You don’t think you could split the beam in two, run it through a prism, reflected through specially designed mirrors such that every path is 1/2 wavelength greater than it’s pair and then recombine them?
For a laser, sure, you could do that, and in fact something like that is involved in most practical applications for lasers. For a non-laser, though, 1/2 of which wavelength? A light bulb produces light at all wavelengths. At best, you’ll filter out a few specific wavelengths, but everything else will get through.
On thinking about it some more, you could pull it off for any monochromatic source, but it’d be a lot harder for a non-coherent source.

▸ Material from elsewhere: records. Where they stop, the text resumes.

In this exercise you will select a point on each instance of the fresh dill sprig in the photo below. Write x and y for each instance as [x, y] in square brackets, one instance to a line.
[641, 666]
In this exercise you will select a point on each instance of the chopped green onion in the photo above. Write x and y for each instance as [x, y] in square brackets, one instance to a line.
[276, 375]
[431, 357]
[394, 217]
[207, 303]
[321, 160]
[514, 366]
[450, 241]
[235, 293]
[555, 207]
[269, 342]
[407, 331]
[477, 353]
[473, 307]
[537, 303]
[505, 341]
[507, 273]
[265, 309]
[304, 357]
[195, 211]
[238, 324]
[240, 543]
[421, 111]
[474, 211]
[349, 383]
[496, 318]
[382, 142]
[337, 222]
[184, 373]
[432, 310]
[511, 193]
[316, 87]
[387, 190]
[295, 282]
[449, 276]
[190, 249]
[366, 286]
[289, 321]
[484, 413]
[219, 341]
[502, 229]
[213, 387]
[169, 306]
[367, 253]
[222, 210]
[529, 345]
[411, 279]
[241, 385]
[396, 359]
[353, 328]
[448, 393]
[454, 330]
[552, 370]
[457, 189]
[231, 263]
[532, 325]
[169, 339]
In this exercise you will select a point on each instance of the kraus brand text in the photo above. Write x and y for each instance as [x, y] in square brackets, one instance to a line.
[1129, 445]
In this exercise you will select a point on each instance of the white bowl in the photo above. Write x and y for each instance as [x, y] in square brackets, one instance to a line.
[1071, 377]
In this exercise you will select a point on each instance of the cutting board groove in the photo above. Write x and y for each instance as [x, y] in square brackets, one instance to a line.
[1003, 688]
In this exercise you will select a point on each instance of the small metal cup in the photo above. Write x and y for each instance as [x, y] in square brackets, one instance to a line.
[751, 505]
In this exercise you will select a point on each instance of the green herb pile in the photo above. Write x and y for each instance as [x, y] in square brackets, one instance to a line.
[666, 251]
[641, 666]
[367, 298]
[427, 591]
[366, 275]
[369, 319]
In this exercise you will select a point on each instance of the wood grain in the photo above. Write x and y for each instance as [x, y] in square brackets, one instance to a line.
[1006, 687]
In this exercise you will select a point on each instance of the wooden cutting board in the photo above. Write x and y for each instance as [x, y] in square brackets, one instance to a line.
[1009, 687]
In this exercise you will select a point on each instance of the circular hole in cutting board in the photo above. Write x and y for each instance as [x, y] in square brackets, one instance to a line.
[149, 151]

Optical interference is readily observed in oil films and insect wings. The colors you see are partly due to selective cancellation of specific wavelengths of white light, and partly due to selective reinforcement.
The trick would be to use metamaterials - engineered materials with a negative refractive index. You could create a mirror where light reflects on the back along the incident path, with a shifted phase. Current metamaterials are far too frequency/wavelength specific to allow general solutions, but in the future…
Metamaterials may help with the response time issue raised earlier, too. Remember that the limit of information propagation is c, the speed of light in a vacuum, and that the speed of light in air is somewhat lower (0.9997c). Metamaterials may have a speed of light faster than that of air, so you can get information ahead of the in-air wavefront, but given the small percentage differences in velocity, you could only do this over a long distance.
The better solution (for the OPs posited projection) is to engineer better screens, using metamaterials that have high reflection over a narrow incident/wider viewing angle, and zero reflectivity for other incident light. Work has begun on metamaterial traps that have zero incident reflectivity (for microwaves currently) that direct all incident radiation into the center. This will be ideal for energy capture (ie solar) but super-black materials are a possibility over a wide range of angles.